This line of argument ignores the reality that all but the very largest retailers rely upon pre-written software and/or online hosted platforms for e-commerce and order management. Retailers rely upon these systems to avoid the costs of developing, managing, and maintaining such systems on their own, costs that are magnified by the changing nature of e-commerce. It is no secret that e-commerce is constantly changing to respond to evolving cyber-crime threats, payments and security industry best-practices, and, yes, legislative requirements. When their retailer clients need to collect sales tax, platform vendors will provide ways for them to do so, embedded within the platforms that retailers already use.
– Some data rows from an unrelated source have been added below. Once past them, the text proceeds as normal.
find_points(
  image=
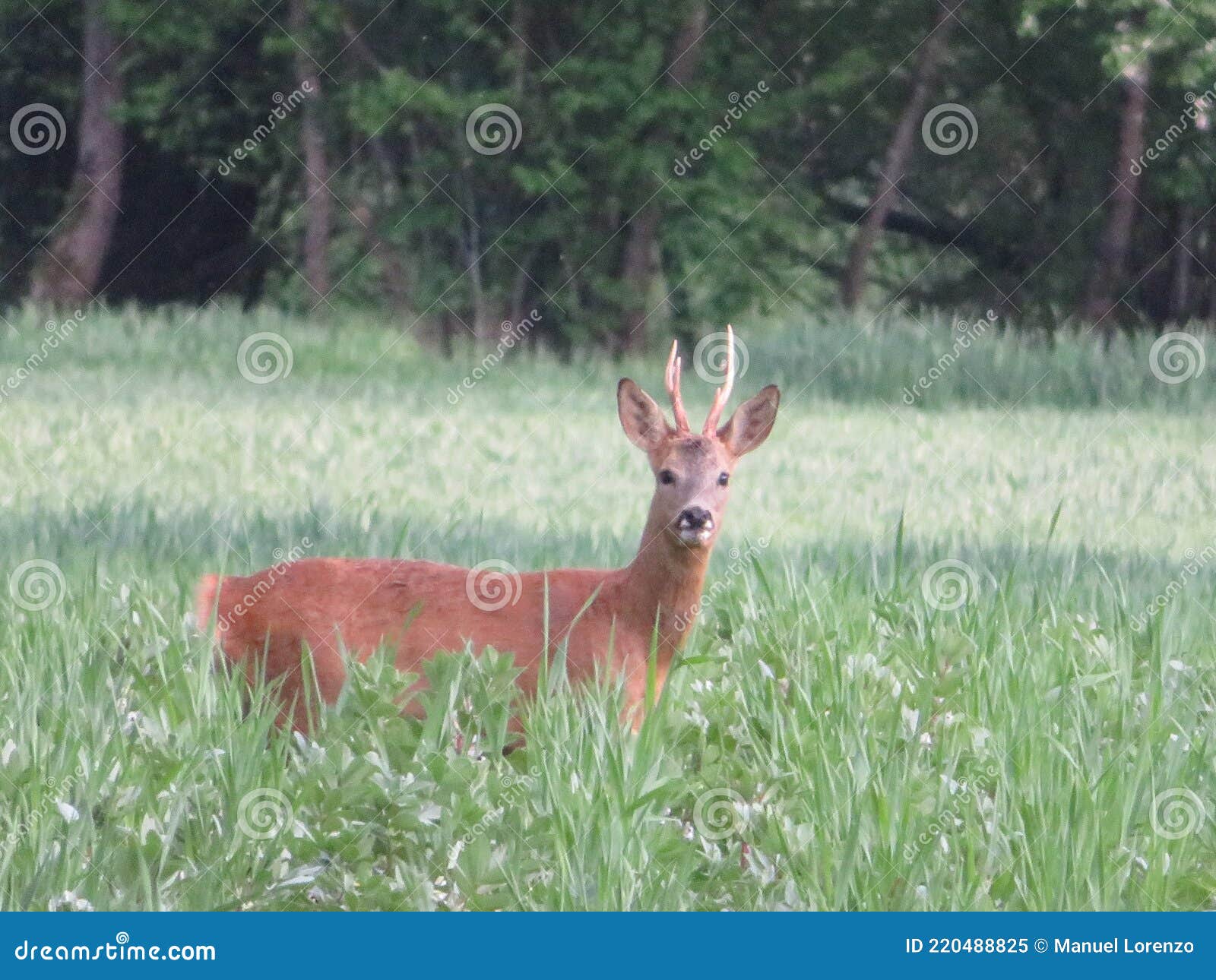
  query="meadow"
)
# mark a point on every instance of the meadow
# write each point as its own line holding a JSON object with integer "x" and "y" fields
{"x": 960, "y": 650}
E-commerce platform vendors are intensely competitive and focused; they take pride in not only complying with evolving requirements but often surpassing them, occasionally with stunning results. For example, much of the cloud computing infrastructure now transforming every corner of the technology sector can be traced to several of the largest e-commerce companies adapting to comply with the Sarbanes Oxley Act of 2002. Most platforms already provide basic sales tax management features for their clients. Upon enactment of MFA, these existing systems will quickly be adapted to ensure compliance.
To conclude, modern technology has made it easy for retailers to collect sales tax for any state in the U.S. TaxCloud enables retailers of any size to easily collect sales tax and comply with the provisions of The Marketplace Fairness Act—for free. More information is available at TaxCloud.net.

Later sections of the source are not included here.